The epidemic hits the economy. Survey: Citizens wait and see the property market trend.
To alleviate the economic impact of the COVID-19 epidemic, the Fed suddenly cuts interest rates by 0.5%, the first time since the financial tsunami in 2008. Hong Kong also faces the effects of the epidemic and violent demonstrations in the past half-year. And the economy is declining. However, Hong Kong banks did not follow the US to cut interest rates yesterday. A survey conducted by Hong Kong Property Services yesterday showed that nearly 60% of the respondents believe that the Hong Kong Banks will cut interest rates in the next 12 months. Although the low-interest-rate environment is expected to continue, the public still wait-and-see the property market outlook. The proportions of citizens' increase and decrease intentions to enter the market are similar after the US interest rates cut, with 36.5% of the respondents expressing increase, and 36.2% of the respondents expressing decrease.
Hong Kong Wen Wei Po Journalist (Choi King-Man)
To understand the citizens' latest interest in buying homes after the Fed interest rate cuts, Hong Kong Property surveyed "Housing Intentions after US Sudden Interest Rate Cut" in a questionnaire form yesterday. It successfully recovered a total of 337 valid questionnaires. The survey finds out that 56.7% of the respondents believe that local banks would cut interest rates in the next 12 months, and the respondents consider the interest rates unchanged or raise account for 21.7%, respectively, reflecting that citizens have high expectations of local interest rate cut.
The proportions of citizens' increase and decrease intentions to enter the market are similar.
As for the publics' intention to enter the market after the US interest rate cut, 36.5% of the respondents expressed an increase, and 36.2% expressed a decrease, while 27.3% believed no change. These reflect that the citizens' intention to enter the market after the US interest rate cut slightly increased, but quite a few citizens still wait-and-see, waiting for further adjustments in property prices before house purchasing.
Lee Chi-Shing, the Chief Executive Officer of Hong Kong Property, yesterday expressed that the speed and rate of US interest rate cut exceeded expectations. At the same time, there is limited space for local banks to follow the interest rate cut, and some large banks do not follow the pace of interest rate cut. The Prime Rate (P) continues to hover at low levels, and the Hibor is adjusted downwards. It is believed that the overall low-interest-rate environment would continue, which will support the property market. He pointed out that although the interest rate is not the only factor stimulating property prices to rise, the situation of "installment lower than rent" due to the low-interest-rate environment continues. It is still attractive to buyers and believed that funds would continue to flow to the property market.

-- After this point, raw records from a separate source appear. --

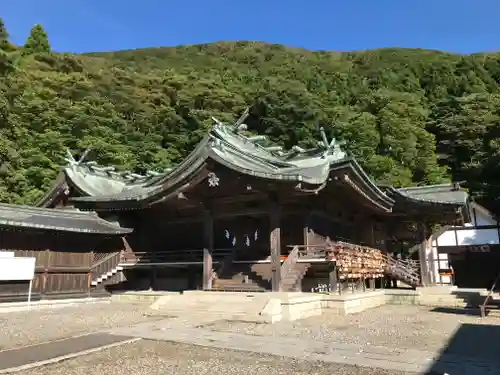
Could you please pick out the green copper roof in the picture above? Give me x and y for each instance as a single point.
(66, 220)
(228, 145)
(443, 194)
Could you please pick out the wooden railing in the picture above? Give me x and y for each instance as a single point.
(484, 305)
(172, 256)
(288, 265)
(106, 262)
(407, 270)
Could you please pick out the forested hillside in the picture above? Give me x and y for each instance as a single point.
(409, 116)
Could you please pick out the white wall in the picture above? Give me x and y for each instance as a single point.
(480, 217)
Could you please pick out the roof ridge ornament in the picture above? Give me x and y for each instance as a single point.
(332, 148)
(239, 124)
(72, 161)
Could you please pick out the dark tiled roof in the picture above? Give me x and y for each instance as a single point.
(66, 220)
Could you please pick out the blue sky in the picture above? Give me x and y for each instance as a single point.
(102, 25)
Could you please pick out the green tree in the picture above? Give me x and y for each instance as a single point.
(37, 41)
(4, 36)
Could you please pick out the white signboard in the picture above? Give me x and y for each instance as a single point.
(13, 268)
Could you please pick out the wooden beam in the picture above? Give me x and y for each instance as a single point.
(333, 277)
(275, 245)
(208, 239)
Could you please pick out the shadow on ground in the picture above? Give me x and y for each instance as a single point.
(457, 311)
(473, 349)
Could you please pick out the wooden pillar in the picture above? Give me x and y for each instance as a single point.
(275, 245)
(333, 277)
(305, 230)
(421, 254)
(208, 243)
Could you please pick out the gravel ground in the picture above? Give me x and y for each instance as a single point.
(36, 326)
(154, 357)
(406, 327)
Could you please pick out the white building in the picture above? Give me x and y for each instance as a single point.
(476, 236)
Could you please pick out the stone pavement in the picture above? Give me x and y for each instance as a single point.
(195, 329)
(18, 359)
(189, 332)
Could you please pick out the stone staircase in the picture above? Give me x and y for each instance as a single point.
(239, 277)
(106, 276)
(105, 269)
(403, 270)
(291, 282)
(292, 272)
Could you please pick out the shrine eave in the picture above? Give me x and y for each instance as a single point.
(443, 194)
(61, 220)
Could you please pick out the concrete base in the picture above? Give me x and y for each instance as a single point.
(354, 303)
(144, 296)
(274, 307)
(294, 306)
(48, 304)
(436, 297)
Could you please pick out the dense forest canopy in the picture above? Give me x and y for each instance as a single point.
(410, 116)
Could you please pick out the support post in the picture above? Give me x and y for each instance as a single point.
(30, 289)
(275, 246)
(305, 230)
(422, 253)
(333, 277)
(208, 240)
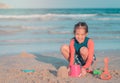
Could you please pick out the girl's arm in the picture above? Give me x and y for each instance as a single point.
(72, 52)
(90, 53)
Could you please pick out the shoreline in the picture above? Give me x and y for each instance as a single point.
(46, 68)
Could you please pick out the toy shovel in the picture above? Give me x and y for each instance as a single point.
(105, 75)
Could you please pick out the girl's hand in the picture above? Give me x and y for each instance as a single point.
(83, 71)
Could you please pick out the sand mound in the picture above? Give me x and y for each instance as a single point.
(115, 73)
(62, 72)
(26, 55)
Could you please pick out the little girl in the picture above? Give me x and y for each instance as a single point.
(81, 48)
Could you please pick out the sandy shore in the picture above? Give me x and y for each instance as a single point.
(47, 67)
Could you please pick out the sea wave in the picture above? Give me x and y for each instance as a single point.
(45, 17)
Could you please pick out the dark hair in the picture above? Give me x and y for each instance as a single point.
(79, 25)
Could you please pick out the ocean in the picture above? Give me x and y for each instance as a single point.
(45, 30)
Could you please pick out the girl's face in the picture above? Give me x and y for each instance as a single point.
(80, 35)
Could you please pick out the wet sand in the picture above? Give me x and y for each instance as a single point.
(47, 69)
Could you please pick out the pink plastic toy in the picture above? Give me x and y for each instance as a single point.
(75, 70)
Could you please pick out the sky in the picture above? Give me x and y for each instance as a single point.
(62, 3)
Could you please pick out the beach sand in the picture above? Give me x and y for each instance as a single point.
(47, 69)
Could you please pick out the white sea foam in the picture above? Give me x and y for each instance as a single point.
(46, 16)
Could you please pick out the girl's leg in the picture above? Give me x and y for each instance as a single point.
(65, 51)
(84, 54)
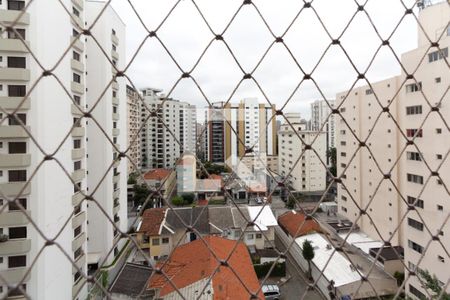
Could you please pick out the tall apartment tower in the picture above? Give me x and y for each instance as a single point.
(133, 126)
(233, 127)
(410, 165)
(308, 174)
(320, 115)
(50, 198)
(109, 98)
(169, 133)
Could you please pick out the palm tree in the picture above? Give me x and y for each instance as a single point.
(308, 254)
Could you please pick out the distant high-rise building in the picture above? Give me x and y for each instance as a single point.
(414, 110)
(168, 134)
(133, 126)
(305, 173)
(234, 127)
(322, 119)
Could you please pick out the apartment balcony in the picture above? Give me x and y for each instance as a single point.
(15, 275)
(77, 87)
(114, 39)
(14, 74)
(77, 65)
(15, 160)
(76, 110)
(13, 218)
(10, 16)
(78, 175)
(78, 3)
(78, 153)
(78, 219)
(15, 247)
(77, 132)
(77, 198)
(12, 189)
(10, 103)
(78, 44)
(78, 241)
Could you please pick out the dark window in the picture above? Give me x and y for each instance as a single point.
(17, 62)
(17, 147)
(15, 5)
(20, 34)
(16, 90)
(18, 232)
(17, 261)
(17, 175)
(13, 206)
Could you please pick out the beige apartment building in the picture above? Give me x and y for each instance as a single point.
(406, 143)
(133, 123)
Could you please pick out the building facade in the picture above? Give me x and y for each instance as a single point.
(409, 151)
(133, 126)
(306, 173)
(168, 133)
(234, 127)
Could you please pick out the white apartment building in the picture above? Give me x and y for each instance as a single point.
(234, 127)
(111, 114)
(309, 174)
(409, 166)
(167, 134)
(133, 126)
(320, 115)
(50, 198)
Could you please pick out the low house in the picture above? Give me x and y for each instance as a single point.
(198, 274)
(162, 180)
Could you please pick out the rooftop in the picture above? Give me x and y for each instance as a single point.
(194, 262)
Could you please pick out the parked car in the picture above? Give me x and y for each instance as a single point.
(271, 291)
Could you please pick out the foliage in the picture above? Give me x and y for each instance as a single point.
(178, 201)
(141, 193)
(279, 269)
(432, 284)
(308, 254)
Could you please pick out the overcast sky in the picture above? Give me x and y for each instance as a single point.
(186, 36)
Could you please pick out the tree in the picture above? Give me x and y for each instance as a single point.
(432, 284)
(308, 254)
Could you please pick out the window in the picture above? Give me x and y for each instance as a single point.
(18, 232)
(76, 144)
(17, 62)
(76, 56)
(17, 34)
(14, 206)
(17, 261)
(437, 55)
(15, 5)
(411, 200)
(414, 87)
(414, 110)
(76, 78)
(17, 175)
(412, 132)
(16, 90)
(414, 178)
(416, 247)
(415, 224)
(17, 147)
(413, 156)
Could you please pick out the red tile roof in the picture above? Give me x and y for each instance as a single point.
(294, 223)
(192, 262)
(152, 219)
(157, 174)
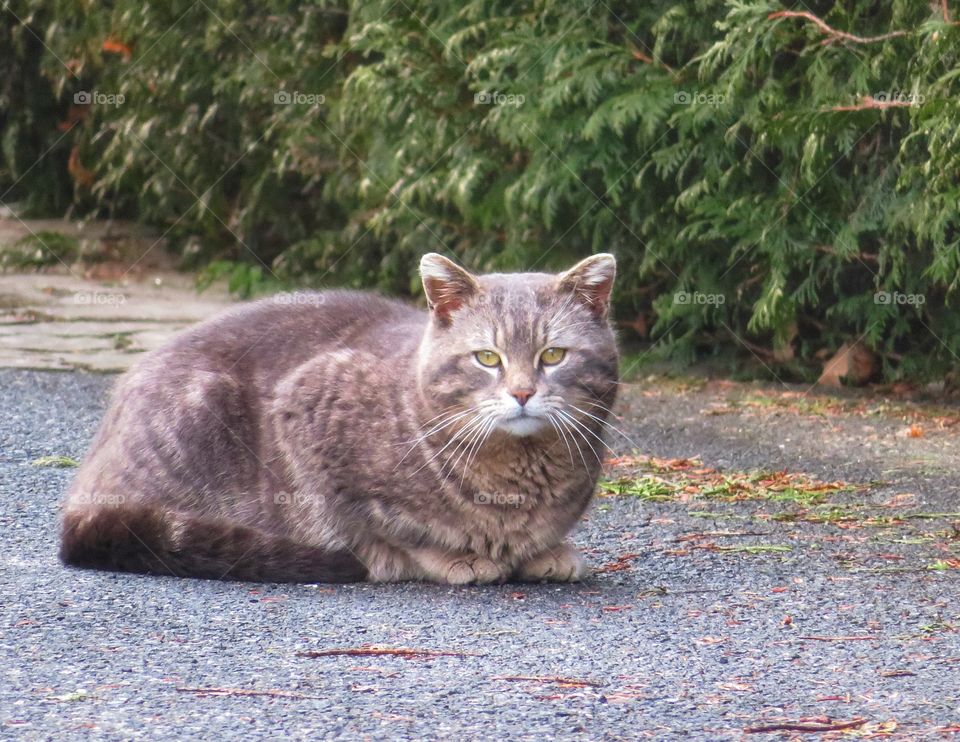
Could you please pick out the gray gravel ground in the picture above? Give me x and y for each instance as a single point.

mReferral: Buyers still wait and see.
Cho Tak-Ming, the Chief Vice President of mReferral Mortgage Brokerage Services, believes that in recent months, Hong Kong has introduced several measures to alleviate the freeze in the property market and assist homebuyers in their relief efforts. They include the introduction of "repayment of interest do not cover the principal" plan, fixed-rate mortgage loans, and other programs. It is believed the measures would help relieve the slack market. However, it is expected that prospective home buyers will remain wait-and-see attitudes under the current epidemic situation. And it is believed that their house purchasing intentions would rise after the epidemic is improved when the trading will rebound.
Knight Frank expects luxury property prices to fall by 10%.
Lam Ho-Man, The Executive Director and Director of the Valuation and Consulting Department of the Knight Frank, points out that Hong Kong's economy is facing a big test due to the impact of the "social movement" and the outbreak of COVID-19 epidemic. He says it will affect wealth accumulation and purchasing power. This company expects both residential transaction volume and property prices to fall in the coming months. It also estimates that the luxury house prices will fall by about 10% all year round. In contrast, the situation for the super-luxury houses will be relatively stable, with a small decrease. Fortunately, the current owners are still powerful, and interest rates are still low, so it is expected that residential property prices will not sharply fall like that during the financial turmoil in 1997 or the SARS outbreak in 2003.